Basic Course Delivery

Recorded Lectures

Helpful Summary – Basic Couse Delivery

Asynchronous delivery often involves recording lectures. These are often done as voice-over PowerPoint with screen recording software like Camtasia. Recorded lectures are less anxiety-provoking for the teacher since you can do multiple takes and are more immune to those last-minute technology glitches. You do lose some of the immediacy of live, synchronous classes. Recorded lectures can be useful when your schedule makes being available at regular class times difficult, as they can be pre-packaged and posted in advance. If you want to create these, we recommend using Camtasia software that is free to all students, staff, and faculty at UBC.

With recorded lectures, there are possibilities to embed questions and sophisticated interactions into the video stream using tools like Articulate Storyline. Contact the Centre for Instructional Support if you want to learn more about these Articulate possibilities.

Live Sessions

With synchronous (live) delivery methods using tools like Zoom or Collaborate Ultra, there is the compelling immediacy of live performance, and good opportunities to seek and respond to student questions in real-time. Students have been commenting that it is easier to watch an hour-long live session than an hour-long recording. The ability to respond to questions in real-time is an important advantage. Often the simplest approach to gather questions is to encourage students to type their questions into the chat window and then you periodically stop to review (or have a TA monitor) the chat stream and answer a few of the most pertinent questions. You can have some moments of silence at the end of a segment to give students time to think and post some pertinent questions in the chat window. You typically don’t answer all questions, just those that will best advance student understanding and help them get the most from the lesson. This allows you to better adjust instruction “on the fly” to better serve students’ immediate learning needs. This immediacy of live sessions can also be a disadvantage when technology glitches can be anxiety-provoking and disrupt the flow. These live sessions can also be easily recorded, posted in Canvas, and later reviewed by students.

Learn About Zoom (short videos)

Learn About Collaborate Ultra (short videos)

Adding Interactivity to Live Sessions

There many great strategies to punctuate your online classes with activities to help student learning. We should aim in any kind of teaching to vary the stimulus every 10-15 minutes to keep the learners engaged.

Chalk and Talk

Use UBC Classroom ELMO Document Cameras to present live or do recordings

Do document camera recordings. The ELMO document cameras in most UBC classrooms have an SDcard port and USB port. You can easily record document camera videos directly to either the SD or USB ports.

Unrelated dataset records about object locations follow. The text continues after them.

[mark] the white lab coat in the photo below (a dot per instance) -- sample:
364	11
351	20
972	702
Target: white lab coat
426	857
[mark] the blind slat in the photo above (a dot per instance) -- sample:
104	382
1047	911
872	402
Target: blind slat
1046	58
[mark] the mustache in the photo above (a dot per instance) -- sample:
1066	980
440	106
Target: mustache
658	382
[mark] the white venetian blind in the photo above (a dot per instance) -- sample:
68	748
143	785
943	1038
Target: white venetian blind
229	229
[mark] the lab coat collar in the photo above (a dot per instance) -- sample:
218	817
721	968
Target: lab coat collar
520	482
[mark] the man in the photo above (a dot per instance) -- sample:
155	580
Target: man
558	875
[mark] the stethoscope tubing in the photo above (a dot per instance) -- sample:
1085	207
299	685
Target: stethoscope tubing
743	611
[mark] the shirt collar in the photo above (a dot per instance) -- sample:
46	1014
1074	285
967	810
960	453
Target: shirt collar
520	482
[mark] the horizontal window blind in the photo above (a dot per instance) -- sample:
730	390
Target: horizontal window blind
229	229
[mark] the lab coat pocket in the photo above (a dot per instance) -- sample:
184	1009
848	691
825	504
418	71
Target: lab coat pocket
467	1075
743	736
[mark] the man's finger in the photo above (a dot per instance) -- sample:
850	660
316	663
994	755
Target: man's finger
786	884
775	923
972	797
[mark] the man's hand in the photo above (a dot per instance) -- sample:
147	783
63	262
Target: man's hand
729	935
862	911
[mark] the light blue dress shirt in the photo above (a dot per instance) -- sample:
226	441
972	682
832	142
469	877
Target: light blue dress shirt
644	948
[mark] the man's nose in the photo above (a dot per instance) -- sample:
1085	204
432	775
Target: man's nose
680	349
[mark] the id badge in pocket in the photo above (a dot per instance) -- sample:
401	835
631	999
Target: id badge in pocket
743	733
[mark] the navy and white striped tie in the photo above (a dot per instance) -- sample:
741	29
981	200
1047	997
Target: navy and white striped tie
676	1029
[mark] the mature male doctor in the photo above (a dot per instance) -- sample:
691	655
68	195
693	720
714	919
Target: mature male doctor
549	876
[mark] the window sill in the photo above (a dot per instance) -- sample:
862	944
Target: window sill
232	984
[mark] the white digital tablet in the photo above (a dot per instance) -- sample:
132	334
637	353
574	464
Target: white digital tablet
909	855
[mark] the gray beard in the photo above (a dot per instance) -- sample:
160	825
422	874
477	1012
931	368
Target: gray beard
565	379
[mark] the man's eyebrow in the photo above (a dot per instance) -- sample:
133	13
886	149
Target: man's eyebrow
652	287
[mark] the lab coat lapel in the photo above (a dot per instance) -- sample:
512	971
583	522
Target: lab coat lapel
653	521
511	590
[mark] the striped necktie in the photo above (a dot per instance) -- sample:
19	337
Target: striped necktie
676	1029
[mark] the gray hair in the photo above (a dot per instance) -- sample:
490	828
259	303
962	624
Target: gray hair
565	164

Once you have captured the videos, you can edit them in Camtasia, and then post them directly in Canvas. Contact the Centre for Instructional Support if you want to learn more about this possibility. See YouTube to get a general idea and also Google search for the manual for specific ELMO model to get the specific directions.

Use your cell phone to make an AD Aoc Document Camera

A number of interesting “hacks” have surfaced where teachers have used their smartphone camera to build an ad hoc document camera. People are live streaming into Zoom using this kind of setup. It is often as simple as joining the session from your phone and laptop at the same time. Using the laptop to send audio and the phone to capture video. As the moderator of the session on the laptop, you can promote your phone to Presenter, which will broadcast the video to everyone. All that is then required is a method to hold the phone above the document you are writing on. People use a variety of objects from tripods, to lamps, to stacks of tins to hold their phone.

Using an iPad and Apple Pencil (or other tablets)

You can also use an iPad to annotate existing documents or do whiteboard sessions in Zoom. There isn’t a really good way to do this in Collaborate Ultra but works easily in Zoom. Just download the Zoom iPad app from the app store and launch Zoom. Then I was able to application share and to share iPad screen and annotate PDFs easily. I have an apple pencil which makes it quite easy. The Zoom iPad app doesn’t do recording – so you would need to login into Zoom from your laptop to start recording the iPad (iPad with presenter privileges). This would also work well with a MS surface and stylus.